A week after that, he was jolted to wakefulness by the quiet sounds of the ship. The now-still waters of the Pacific Ocean lapped around his boat. He counted the sound of those waves, rhythmic and comforting, and when he lost count at seventy-two, he picked that envelope. This one was a short letter, in which Amelia started by admitting she was a letter-writing enthusiast.

“That comes as no shock to me,” Grayson told the letter out loud.

She talked about writing to her brother Leland. About sending letters up the Yangtze to her mother and father. About how she was awaiting a reply from the sister she had only recently discovered. She mentioned that further correspondence with Mrs. Acheson was proving difficult.

As for my British mother, I am not sure what to say to her yet. But I am thinking about what it means to be a bridge. What must I do in that capacity? Every possibility makes my heart feel sick.

None of Grayson’s thoughts on the matter would fit into their telegraphic code, and the commercial cipher they’d developed contained no cursing. That night, when he went down to the telegraphic station in the hold, Lightfoot just shook his head. “Is it going to be T74S602G once again?”

“Absolutely.”

“Then shouldn’t it go without saying?”

“It can.” Grayson thought about their last conversation. About her telling him she wanted him to be happy. He wanted her to know he was considering it, that he didn’t know how to go forward but he hadn’t forgotten her wish. “But perhaps, I need to say it. To remind myself.”

He returned to his cabin. He lay in bed and thought of the half-opened pile of envelopes she had given him.

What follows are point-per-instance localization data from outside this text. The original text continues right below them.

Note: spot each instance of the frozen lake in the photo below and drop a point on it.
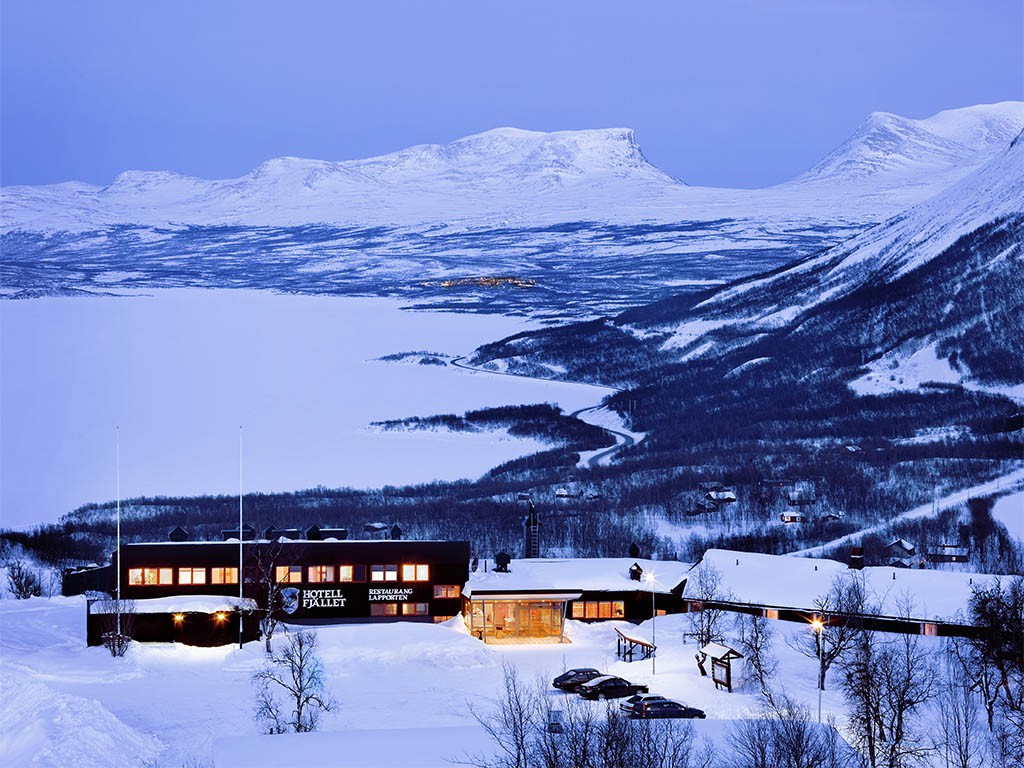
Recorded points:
(178, 371)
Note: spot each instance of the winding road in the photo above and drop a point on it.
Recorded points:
(623, 439)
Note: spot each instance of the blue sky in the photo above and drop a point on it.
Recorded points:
(728, 93)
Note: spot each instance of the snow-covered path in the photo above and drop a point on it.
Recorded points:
(597, 415)
(957, 497)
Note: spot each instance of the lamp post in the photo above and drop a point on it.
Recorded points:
(819, 628)
(649, 578)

I wish for you to be happy, she’d said. It hurt her that he wasn’t. He had to do it. It was that simple. He’d been happy before. How hard could it be?

The problem, Grayson knew, was less that he felt unhappy and more that he didn’t allow himself to feel much of anything at all. If he did, it wouldn’t be happiness that came.

He shook his head.

Three days later, after he’d spent seventy-seven hours fighting through a squall that demanded his constant attention to make sure the cable would not snap as it was paying out, he stumbled into his room in the middle of the day. But he was so tired he could scarcely sleep. He tossed and turned. He counted his breaths, heavy in the stillness after the storm, and then opened envelope 94.